Amnesty International said on Thursday that Myanmar military should be investigated for war crimes for indiscriminate attacks on civilian targets as well as the use of banned cluster munitions in response to the major offensive launched by ethnic armed groups and allies in late October, The Irrawaddy reports.

“Myanmar’s military has unlawfully killed, arbitrarily detained and stolen from civilians as it struggles to contain the heaviest outburst of armed resistance since the 2021 coup,” it said in a press release on Thursday.

The junta significantly increased attacks on civilians after the Brotherhood Alliance of three ethnic armies – the Arakan Army, the Myanmar National Democratic Alliance Army, and the Ta’ang National Liberation Army – launched coordinated attacks on junta outposts and positions in northern Shan State on Oct 27. The alliance named the attacks Operation 1027 after the date they began.

Other resistance groups joined the attacks, which expanded beyond northern Shan State and have been described as the biggest military challenge faced by the junta since the coup.

Amnesty said the Myanmar military likely used cluster munitions in an airstrike on Namkham Town in northern Shan State in early December.

Cluster munitions are banned internationally because they are inherently indiscriminate. Their use constitutes a war crime.

Amnesty’s weapons investigator analyzed five photographs of ordnance scrap recovered at the scene and identified the remains of a cluster munitions dispenser, the rights group said.

According to local reports, four residents, including a novice monk, were killed by the junta airstrikes on Namkham on the night of Dec. 1.

Amnesty International previously documented the military’s unlawful use of cluster munitions in attacks on a community gathering in a school in Mindat Township in Chin State in July 2022, on a village in Demoso Township in Kayah State in April 2022, and during fighting in Karenni (Kayah) State in the same month.

Amnesty said it has recently documented likely indiscriminate attacks against civilians and civilian targets in Rakhine State through interviews with civilians from Pauktaw Township, and analyzed photographs, video material and satellite imagery. The attacks should be investigated as war crimes, it said.

On Nov. 16, junta helicopters and ships fired into Pauktaw Town while several hundred civilians had yet to evacuate.

Three women — two teachers and a pregnant vendor — were killed while hiding inside the Lawka Hteik Pan compound, according to one person who was also taking shelter in the compound and another person who saw the bodies, Amnesty said. It said it could not independently determine how the women were killed, but the person who saw their bodies indicated they had gunshot wounds.

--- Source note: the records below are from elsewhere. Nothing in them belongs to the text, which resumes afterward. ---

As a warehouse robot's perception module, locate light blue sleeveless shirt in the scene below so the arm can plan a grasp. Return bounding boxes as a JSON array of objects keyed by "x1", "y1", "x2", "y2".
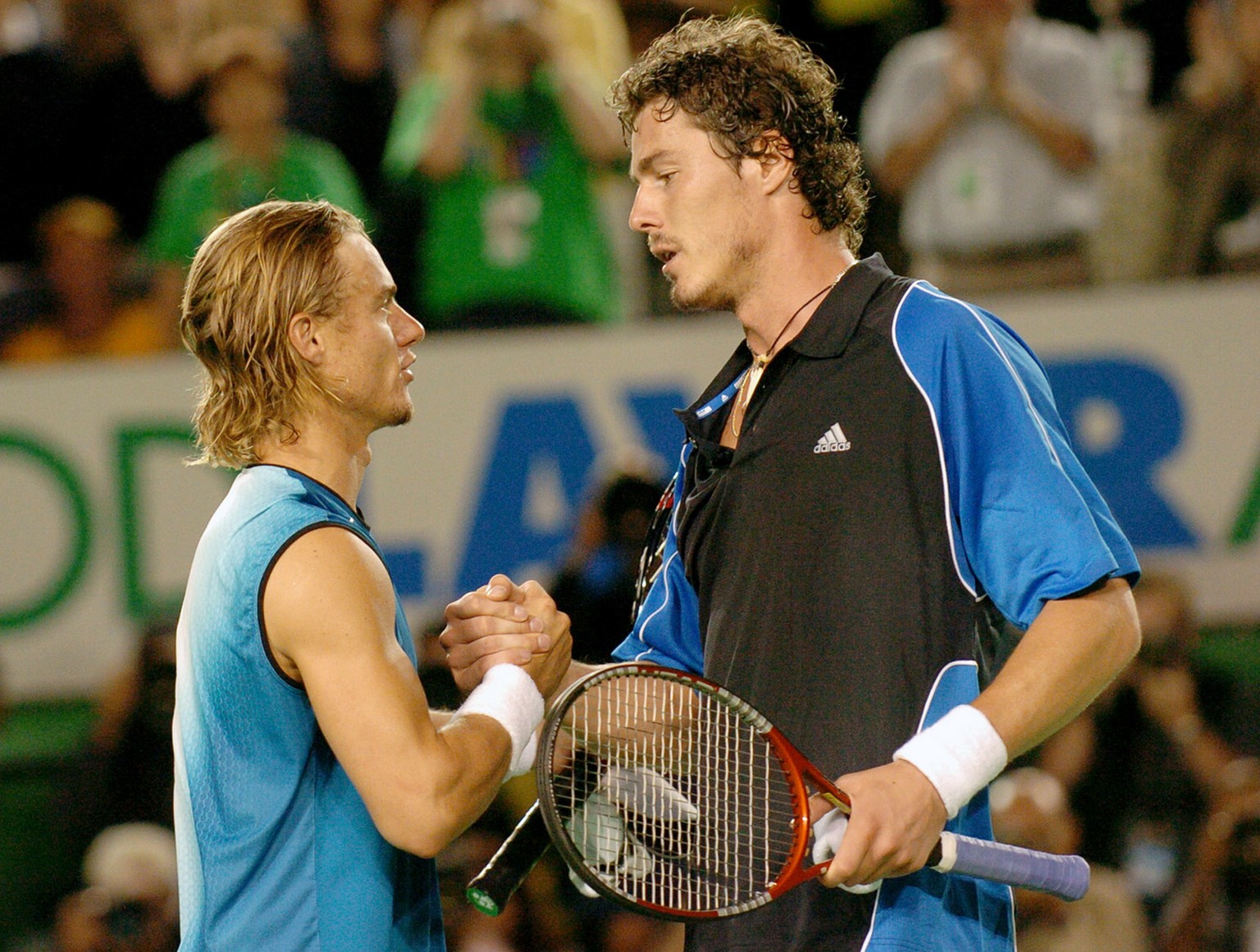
[{"x1": 174, "y1": 466, "x2": 445, "y2": 952}]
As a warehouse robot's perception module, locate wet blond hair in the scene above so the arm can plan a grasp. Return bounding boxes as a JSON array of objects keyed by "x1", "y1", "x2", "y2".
[{"x1": 179, "y1": 200, "x2": 365, "y2": 468}]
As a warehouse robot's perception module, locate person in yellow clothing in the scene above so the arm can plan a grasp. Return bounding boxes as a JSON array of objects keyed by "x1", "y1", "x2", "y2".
[{"x1": 0, "y1": 198, "x2": 176, "y2": 362}]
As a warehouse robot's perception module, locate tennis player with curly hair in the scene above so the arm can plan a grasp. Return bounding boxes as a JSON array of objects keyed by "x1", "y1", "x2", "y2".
[{"x1": 442, "y1": 18, "x2": 1139, "y2": 952}]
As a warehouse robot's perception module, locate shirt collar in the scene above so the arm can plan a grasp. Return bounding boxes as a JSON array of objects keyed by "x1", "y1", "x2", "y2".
[{"x1": 677, "y1": 254, "x2": 892, "y2": 433}]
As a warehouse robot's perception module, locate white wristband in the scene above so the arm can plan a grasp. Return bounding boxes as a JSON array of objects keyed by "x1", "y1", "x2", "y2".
[
  {"x1": 892, "y1": 704, "x2": 1007, "y2": 820},
  {"x1": 456, "y1": 665, "x2": 543, "y2": 777}
]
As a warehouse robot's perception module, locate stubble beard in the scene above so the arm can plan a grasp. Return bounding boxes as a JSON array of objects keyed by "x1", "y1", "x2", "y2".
[{"x1": 667, "y1": 240, "x2": 756, "y2": 311}]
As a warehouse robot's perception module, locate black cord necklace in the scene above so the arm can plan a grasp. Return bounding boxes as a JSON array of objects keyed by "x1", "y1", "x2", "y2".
[{"x1": 731, "y1": 267, "x2": 849, "y2": 437}]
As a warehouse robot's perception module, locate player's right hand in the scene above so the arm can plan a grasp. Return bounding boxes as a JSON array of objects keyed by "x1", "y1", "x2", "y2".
[{"x1": 439, "y1": 576, "x2": 549, "y2": 694}]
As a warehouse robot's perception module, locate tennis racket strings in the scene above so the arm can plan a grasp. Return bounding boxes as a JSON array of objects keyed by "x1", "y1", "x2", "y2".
[{"x1": 545, "y1": 676, "x2": 808, "y2": 913}]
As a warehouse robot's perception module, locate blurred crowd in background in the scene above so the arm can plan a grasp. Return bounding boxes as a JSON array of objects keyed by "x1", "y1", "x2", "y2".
[
  {"x1": 0, "y1": 0, "x2": 1260, "y2": 362},
  {"x1": 0, "y1": 0, "x2": 1260, "y2": 952}
]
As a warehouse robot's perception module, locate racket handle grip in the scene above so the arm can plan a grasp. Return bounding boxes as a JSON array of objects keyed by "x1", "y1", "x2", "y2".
[
  {"x1": 929, "y1": 832, "x2": 1090, "y2": 902},
  {"x1": 463, "y1": 801, "x2": 550, "y2": 915}
]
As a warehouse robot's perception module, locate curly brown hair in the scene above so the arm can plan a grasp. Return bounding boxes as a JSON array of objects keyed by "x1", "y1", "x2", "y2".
[
  {"x1": 179, "y1": 200, "x2": 365, "y2": 468},
  {"x1": 609, "y1": 15, "x2": 870, "y2": 251}
]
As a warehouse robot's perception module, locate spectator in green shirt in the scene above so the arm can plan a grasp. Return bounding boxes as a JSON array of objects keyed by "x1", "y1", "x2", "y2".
[
  {"x1": 384, "y1": 0, "x2": 628, "y2": 329},
  {"x1": 146, "y1": 28, "x2": 367, "y2": 316}
]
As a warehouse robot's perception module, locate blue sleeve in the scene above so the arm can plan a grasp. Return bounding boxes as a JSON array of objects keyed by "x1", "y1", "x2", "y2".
[
  {"x1": 893, "y1": 284, "x2": 1138, "y2": 628},
  {"x1": 612, "y1": 446, "x2": 705, "y2": 674}
]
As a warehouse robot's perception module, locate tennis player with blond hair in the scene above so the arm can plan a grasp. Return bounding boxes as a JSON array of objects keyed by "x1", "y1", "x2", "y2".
[{"x1": 176, "y1": 202, "x2": 569, "y2": 952}]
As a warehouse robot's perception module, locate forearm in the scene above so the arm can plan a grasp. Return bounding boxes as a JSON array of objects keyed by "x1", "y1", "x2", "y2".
[
  {"x1": 405, "y1": 712, "x2": 512, "y2": 856},
  {"x1": 975, "y1": 579, "x2": 1140, "y2": 758}
]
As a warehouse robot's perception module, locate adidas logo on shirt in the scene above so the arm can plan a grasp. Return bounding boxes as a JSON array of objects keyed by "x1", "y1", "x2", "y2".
[{"x1": 814, "y1": 423, "x2": 851, "y2": 453}]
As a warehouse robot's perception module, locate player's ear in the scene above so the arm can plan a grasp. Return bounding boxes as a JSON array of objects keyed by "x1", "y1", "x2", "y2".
[
  {"x1": 754, "y1": 129, "x2": 795, "y2": 195},
  {"x1": 289, "y1": 311, "x2": 324, "y2": 367}
]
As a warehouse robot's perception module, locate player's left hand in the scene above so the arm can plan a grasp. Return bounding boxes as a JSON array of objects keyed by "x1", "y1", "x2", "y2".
[{"x1": 811, "y1": 761, "x2": 947, "y2": 886}]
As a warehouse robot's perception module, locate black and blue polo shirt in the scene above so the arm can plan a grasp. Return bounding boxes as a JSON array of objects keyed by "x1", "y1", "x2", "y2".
[{"x1": 616, "y1": 256, "x2": 1138, "y2": 950}]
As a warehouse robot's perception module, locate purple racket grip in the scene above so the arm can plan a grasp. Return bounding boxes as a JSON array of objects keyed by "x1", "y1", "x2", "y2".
[{"x1": 933, "y1": 832, "x2": 1090, "y2": 902}]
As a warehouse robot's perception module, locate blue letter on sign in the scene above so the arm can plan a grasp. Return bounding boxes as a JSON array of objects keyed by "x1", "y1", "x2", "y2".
[
  {"x1": 1046, "y1": 360, "x2": 1198, "y2": 548},
  {"x1": 456, "y1": 397, "x2": 595, "y2": 592}
]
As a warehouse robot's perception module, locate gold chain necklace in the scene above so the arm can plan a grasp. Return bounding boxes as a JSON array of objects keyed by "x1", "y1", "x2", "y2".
[{"x1": 731, "y1": 265, "x2": 851, "y2": 438}]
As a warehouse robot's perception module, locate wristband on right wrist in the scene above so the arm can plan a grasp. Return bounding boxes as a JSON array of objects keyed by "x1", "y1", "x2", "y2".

A 76-year-old monk was killed in the same compound on the same day. A person who saw the body told Amnesty International the monk was “killed by a strike, not gunfire.”

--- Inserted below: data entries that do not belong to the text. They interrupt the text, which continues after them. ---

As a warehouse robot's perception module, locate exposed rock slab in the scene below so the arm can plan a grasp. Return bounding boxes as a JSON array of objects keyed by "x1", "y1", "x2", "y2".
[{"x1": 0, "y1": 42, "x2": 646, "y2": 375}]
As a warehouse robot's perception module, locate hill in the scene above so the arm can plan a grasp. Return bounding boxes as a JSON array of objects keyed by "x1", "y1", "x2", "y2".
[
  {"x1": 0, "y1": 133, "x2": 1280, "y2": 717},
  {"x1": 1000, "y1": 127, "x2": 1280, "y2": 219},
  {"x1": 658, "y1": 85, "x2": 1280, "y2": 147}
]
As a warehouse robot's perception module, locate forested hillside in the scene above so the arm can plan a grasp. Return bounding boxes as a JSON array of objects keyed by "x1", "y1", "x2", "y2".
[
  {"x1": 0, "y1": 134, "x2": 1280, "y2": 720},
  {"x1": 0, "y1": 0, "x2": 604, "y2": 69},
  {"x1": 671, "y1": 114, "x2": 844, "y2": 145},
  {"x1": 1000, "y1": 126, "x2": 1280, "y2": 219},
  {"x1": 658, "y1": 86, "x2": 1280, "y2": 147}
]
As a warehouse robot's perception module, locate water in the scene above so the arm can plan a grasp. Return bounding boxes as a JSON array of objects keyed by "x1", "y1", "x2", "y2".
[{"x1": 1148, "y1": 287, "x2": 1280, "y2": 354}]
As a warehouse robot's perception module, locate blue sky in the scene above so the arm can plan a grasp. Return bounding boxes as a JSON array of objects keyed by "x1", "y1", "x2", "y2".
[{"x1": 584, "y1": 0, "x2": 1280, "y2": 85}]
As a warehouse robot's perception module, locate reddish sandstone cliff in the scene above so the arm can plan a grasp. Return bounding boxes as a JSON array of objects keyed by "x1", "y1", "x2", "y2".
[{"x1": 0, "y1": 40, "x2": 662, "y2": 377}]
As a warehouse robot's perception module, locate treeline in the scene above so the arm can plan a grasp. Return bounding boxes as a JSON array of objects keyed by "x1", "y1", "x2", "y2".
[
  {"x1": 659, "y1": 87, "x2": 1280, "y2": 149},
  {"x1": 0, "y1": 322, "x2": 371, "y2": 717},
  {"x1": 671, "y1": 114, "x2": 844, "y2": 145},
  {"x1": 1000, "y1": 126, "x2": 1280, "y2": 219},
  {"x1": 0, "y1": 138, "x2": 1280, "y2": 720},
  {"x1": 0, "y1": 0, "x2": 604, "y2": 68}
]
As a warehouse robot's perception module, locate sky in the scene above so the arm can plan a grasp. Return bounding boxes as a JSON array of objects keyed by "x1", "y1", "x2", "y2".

The junta has also detained more than 170 civilians in Rakhine State since fighting resumed between its troops and Arakan Army last month, according to data collected by civil society organizations in the western state.

Matt Wells, Director of Amnesty International’s Crisis Response Program, urged the UN Security Council to impose an arms embargo to protect civilians from further catastrophe.

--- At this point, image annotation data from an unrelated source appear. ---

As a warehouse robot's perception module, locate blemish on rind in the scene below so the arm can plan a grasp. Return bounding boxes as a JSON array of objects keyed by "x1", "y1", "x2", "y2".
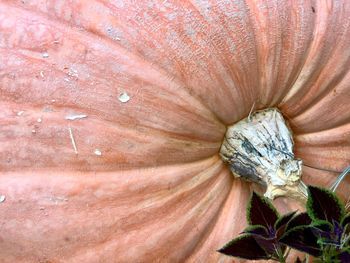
[
  {"x1": 118, "y1": 92, "x2": 130, "y2": 103},
  {"x1": 68, "y1": 127, "x2": 78, "y2": 154},
  {"x1": 41, "y1": 52, "x2": 49, "y2": 58},
  {"x1": 65, "y1": 114, "x2": 87, "y2": 121}
]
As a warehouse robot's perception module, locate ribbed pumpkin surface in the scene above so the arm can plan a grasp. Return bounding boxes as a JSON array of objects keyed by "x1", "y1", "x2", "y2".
[{"x1": 0, "y1": 0, "x2": 350, "y2": 263}]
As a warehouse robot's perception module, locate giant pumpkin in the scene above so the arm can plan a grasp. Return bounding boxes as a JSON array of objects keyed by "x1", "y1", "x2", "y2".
[{"x1": 0, "y1": 0, "x2": 350, "y2": 263}]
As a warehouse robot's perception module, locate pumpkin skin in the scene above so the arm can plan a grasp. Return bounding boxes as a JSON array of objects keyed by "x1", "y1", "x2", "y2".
[{"x1": 0, "y1": 0, "x2": 350, "y2": 263}]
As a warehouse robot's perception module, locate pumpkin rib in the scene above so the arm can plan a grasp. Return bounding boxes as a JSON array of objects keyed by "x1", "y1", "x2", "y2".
[
  {"x1": 188, "y1": 1, "x2": 259, "y2": 117},
  {"x1": 293, "y1": 73, "x2": 350, "y2": 133},
  {"x1": 2, "y1": 161, "x2": 231, "y2": 262},
  {"x1": 185, "y1": 176, "x2": 250, "y2": 263},
  {"x1": 295, "y1": 124, "x2": 350, "y2": 173},
  {"x1": 0, "y1": 4, "x2": 221, "y2": 129},
  {"x1": 99, "y1": 1, "x2": 240, "y2": 125},
  {"x1": 247, "y1": 1, "x2": 314, "y2": 107}
]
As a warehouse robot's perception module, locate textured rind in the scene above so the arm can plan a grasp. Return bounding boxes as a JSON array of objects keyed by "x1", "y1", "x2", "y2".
[{"x1": 0, "y1": 0, "x2": 350, "y2": 263}]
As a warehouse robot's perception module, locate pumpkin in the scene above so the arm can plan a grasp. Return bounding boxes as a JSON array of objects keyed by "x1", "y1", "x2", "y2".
[{"x1": 0, "y1": 0, "x2": 350, "y2": 263}]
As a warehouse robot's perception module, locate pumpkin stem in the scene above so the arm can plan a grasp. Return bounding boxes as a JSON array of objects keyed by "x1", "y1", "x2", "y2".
[{"x1": 220, "y1": 108, "x2": 307, "y2": 203}]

As the world stands by, the Myanmar military is again showing the brutality it unleashes on civilians, he said.

“Nearly three years after the coup, the suffering of civilians across Myanmar shows no signs of easing,” Wells said. “The military’s impunity must finally end. We reiterate our call to refer the situation in Myanmar to the International Criminal Court and bring the perpetrators of crimes under international law to justice.”

As of Dec. 15, the UN said the violence since Oct. 27 had reportedly killed at least 378 civilians, injured 505 more, and displaced more than 660,000 people, adding to the nearly 2 million previously displaced across the country.